Re: [PATCH 1/4] mm: Trial do_wp_page() simplification
From: Peter Xu
Date:  Wed Sep 16 2020 - 14:46:56 EST
On Wed, Sep 16, 2020 at 02:48:04PM -0300, Jason Gunthorpe wrote:
> On Tue, Sep 15, 2020 at 06:50:46PM -0700, John Hubbard wrote:
> > > 
> > > It seems very strange that a physical page exclusively owned by a
> > > process can become copied if pin_user_pages() is active and the
> > > process did fork() at some point.
> > > 
> > > Could the new pin_user_pages() logic help here? eg the
> > > GUP_PIN_COUNTING_BIAS stuff?
> > > 
> > > Could the COW code consider a refcount of GUP_PIN_COUNTING_BIAS + 1 as
> > > being owned by the current mm and not needing COW? The DMA pin would
> > > be 'invisible' for COW purposes?
> > 
> > 
> > Please do be careful to use the API, rather than the implementation. The
> > FOLL_PIN refcounting system results in being able to get a "maybe
> > DMA-pinned", or a "definitely not DMA-pinned", via this API call:
> 
> So, what I'm thinking is something like (untested):
> 
> diff --git a/mm/memory.c b/mm/memory.c
> index 469af373ae76e1..77f63183667e52 100644
> --- a/mm/memory.c
> +++ b/mm/memory.c
> @@ -2889,6 +2889,26 @@ static vm_fault_t wp_page_shared(struct vm_fault *vmf)
>  	return ret;
>  }
>  
> +static bool cow_needed(struct vm_fault *vmf)
> +{
> +	int total_map_swapcount;
> +
> +	if (!reuse_swap_page(vmf->page, &total_map_swapcount)) {
> +		unlock_page(vmf->page);
> +		return true;
> +	}
> +
> +	if (total_map_swapcount == 1) {
> +		/*
> +		 * The page is all ours. Move it to our anon_vma so the rmap
> +		 * code will not search our parent or siblings.  Protected
> +		 * against the rmap code by the page lock.
> +		 */
> +		page_move_anon_rmap(vmf->page, vmf->vma);
> +	}
> +	return false;
> +}
> +
>  /*
>   * This routine handles present pages, when users try to write
>   * to a shared page. It is done by copying the page to a new address
> @@ -2947,8 +2967,21 @@ static vm_fault_t do_wp_page(struct vm_fault *vmf)

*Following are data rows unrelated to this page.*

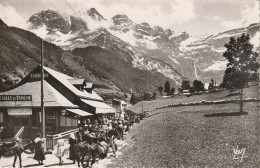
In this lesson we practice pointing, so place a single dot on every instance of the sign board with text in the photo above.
(15, 97)
(19, 111)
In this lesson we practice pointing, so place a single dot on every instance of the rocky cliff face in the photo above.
(108, 67)
(174, 55)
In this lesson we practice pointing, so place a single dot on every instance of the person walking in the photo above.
(72, 142)
(39, 149)
(60, 149)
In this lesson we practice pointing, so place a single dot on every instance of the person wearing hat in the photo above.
(60, 149)
(72, 142)
(39, 149)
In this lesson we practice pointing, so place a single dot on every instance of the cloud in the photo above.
(250, 14)
(177, 12)
(11, 17)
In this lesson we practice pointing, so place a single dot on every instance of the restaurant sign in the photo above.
(19, 111)
(15, 97)
(38, 76)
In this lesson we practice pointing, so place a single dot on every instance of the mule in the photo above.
(15, 149)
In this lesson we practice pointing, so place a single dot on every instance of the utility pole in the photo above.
(42, 94)
(142, 103)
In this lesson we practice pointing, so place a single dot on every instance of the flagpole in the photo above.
(42, 95)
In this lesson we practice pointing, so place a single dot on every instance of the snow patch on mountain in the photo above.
(153, 65)
(255, 40)
(217, 66)
(221, 49)
(174, 60)
(131, 39)
(226, 35)
(41, 31)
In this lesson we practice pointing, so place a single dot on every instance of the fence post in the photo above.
(49, 142)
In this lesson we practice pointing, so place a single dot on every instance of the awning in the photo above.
(79, 112)
(101, 107)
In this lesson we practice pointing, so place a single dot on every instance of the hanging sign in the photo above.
(15, 97)
(19, 111)
(38, 76)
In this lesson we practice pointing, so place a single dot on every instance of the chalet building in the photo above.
(66, 100)
(120, 106)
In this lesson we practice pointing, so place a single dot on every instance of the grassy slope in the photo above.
(183, 136)
(252, 91)
(112, 66)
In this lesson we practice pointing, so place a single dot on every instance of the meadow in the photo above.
(187, 137)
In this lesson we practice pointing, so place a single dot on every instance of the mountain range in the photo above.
(133, 56)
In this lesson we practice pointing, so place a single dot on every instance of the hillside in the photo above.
(176, 55)
(20, 53)
(112, 66)
(250, 92)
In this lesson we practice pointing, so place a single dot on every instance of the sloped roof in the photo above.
(101, 107)
(52, 98)
(64, 79)
(76, 81)
(79, 112)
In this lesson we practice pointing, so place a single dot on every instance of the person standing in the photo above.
(72, 142)
(39, 149)
(60, 149)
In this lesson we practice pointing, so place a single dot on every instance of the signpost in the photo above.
(15, 97)
(42, 95)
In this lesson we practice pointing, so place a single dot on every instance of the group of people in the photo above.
(88, 132)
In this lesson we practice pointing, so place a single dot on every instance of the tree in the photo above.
(133, 99)
(192, 89)
(185, 85)
(179, 90)
(147, 96)
(241, 65)
(154, 95)
(167, 88)
(198, 85)
(211, 85)
(172, 91)
(160, 89)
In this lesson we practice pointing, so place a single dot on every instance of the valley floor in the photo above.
(249, 92)
(187, 137)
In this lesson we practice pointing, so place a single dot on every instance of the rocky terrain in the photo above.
(21, 51)
(173, 54)
(148, 51)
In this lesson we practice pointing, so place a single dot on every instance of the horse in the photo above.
(95, 147)
(15, 149)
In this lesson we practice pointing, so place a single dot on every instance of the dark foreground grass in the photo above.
(250, 92)
(184, 137)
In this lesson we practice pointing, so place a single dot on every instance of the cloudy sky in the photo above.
(193, 16)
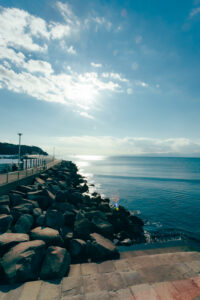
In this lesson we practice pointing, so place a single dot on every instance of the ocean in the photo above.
(164, 192)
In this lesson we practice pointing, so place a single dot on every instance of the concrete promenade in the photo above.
(158, 274)
(11, 177)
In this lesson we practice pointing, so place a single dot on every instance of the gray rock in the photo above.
(100, 248)
(4, 200)
(56, 263)
(69, 218)
(62, 196)
(54, 219)
(8, 240)
(24, 188)
(19, 210)
(4, 209)
(40, 221)
(102, 227)
(49, 235)
(95, 214)
(37, 212)
(23, 261)
(16, 199)
(77, 248)
(126, 242)
(44, 202)
(82, 228)
(5, 222)
(34, 195)
(39, 180)
(23, 224)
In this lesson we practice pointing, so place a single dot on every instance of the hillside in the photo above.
(11, 149)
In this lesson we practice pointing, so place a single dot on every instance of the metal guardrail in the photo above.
(17, 175)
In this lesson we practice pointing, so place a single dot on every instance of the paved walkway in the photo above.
(159, 274)
(15, 176)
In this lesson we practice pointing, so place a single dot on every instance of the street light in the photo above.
(20, 134)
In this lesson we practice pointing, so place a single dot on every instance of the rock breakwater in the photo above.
(46, 226)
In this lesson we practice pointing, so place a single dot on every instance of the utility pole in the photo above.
(19, 154)
(53, 153)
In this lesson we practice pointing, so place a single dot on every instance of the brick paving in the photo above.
(15, 176)
(158, 274)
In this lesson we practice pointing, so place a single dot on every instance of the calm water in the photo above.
(164, 191)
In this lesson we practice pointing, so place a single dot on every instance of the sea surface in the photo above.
(164, 192)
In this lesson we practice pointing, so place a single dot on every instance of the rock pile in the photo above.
(54, 222)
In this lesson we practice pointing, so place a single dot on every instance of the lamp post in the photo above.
(20, 134)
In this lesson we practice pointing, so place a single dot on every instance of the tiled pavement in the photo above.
(163, 274)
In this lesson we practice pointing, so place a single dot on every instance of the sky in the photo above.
(103, 77)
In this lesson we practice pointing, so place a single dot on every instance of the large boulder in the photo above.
(54, 219)
(22, 263)
(103, 227)
(19, 210)
(37, 212)
(4, 200)
(8, 240)
(100, 248)
(4, 209)
(35, 195)
(56, 263)
(5, 222)
(49, 235)
(82, 228)
(69, 218)
(62, 196)
(40, 220)
(23, 224)
(44, 202)
(24, 188)
(77, 248)
(16, 199)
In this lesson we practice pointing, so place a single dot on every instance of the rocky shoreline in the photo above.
(46, 226)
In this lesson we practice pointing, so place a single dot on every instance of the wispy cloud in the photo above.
(134, 66)
(86, 115)
(138, 39)
(96, 65)
(108, 145)
(194, 12)
(115, 76)
(67, 14)
(141, 83)
(69, 49)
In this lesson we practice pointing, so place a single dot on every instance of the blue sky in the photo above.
(101, 77)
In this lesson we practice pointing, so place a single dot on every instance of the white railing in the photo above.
(17, 175)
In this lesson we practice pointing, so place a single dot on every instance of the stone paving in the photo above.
(164, 274)
(15, 176)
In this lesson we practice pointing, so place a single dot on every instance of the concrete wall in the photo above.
(5, 189)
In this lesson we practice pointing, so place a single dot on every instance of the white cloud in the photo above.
(99, 21)
(96, 65)
(134, 66)
(141, 83)
(129, 91)
(12, 55)
(16, 30)
(108, 145)
(138, 39)
(74, 89)
(34, 66)
(194, 12)
(69, 49)
(22, 32)
(115, 76)
(86, 115)
(68, 14)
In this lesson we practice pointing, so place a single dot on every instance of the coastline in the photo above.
(56, 217)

>  		if (!trylock_page(page))
>  			goto copy;
>  		if (PageKsm(page) || page_mapcount(page) != 1 || page_count(page) != 1) {
> +			bool cow = true;
> +
> +			/*
> +			 * If the page is DMA pinned we can't rely on the
> +			 * above to know if there are other CPU references as
> +			 * page_count() will be elevated by the
> +			 * pin. Needlessly copying the page will cause the DMA
> +			 * pin to break, try harder to avoid that.
> +			 */
> +			if (page_maybe_dma_pinned(page))
> +				cow = cow_needed(vmf);
> +
>  			unlock_page(page);
> -			goto copy;
> +			if (cow)
> +				goto copy;
>  		}
>  		/*
>  		 * Ok, we've got the only map reference, and the only
> 
> What do you think Peter? Is this remotely close?
My understanding is this may only work for the case when the fork()ed child
quitted before we reach here (so we still have mapcount==1 for the page).  What
if not?  Then mapcount will be greater than 1, and cow will still trigger.  Is
that what we want?
Another problem is that, aiui, one of the major change previous patch proposed
is to avoid using lock_page() so that we never block in this path.  However if
we need the page reuse logic to guarantee pinning pages, then it becomes a
correctness issue, so I'm afraid we'll start to make all things complicated
again. Maybe even more complicated, because "correctness" should be even harder
than "best effort reuse" since it can cause data corruption if we didn't do it
right...
-- 
Peter Xu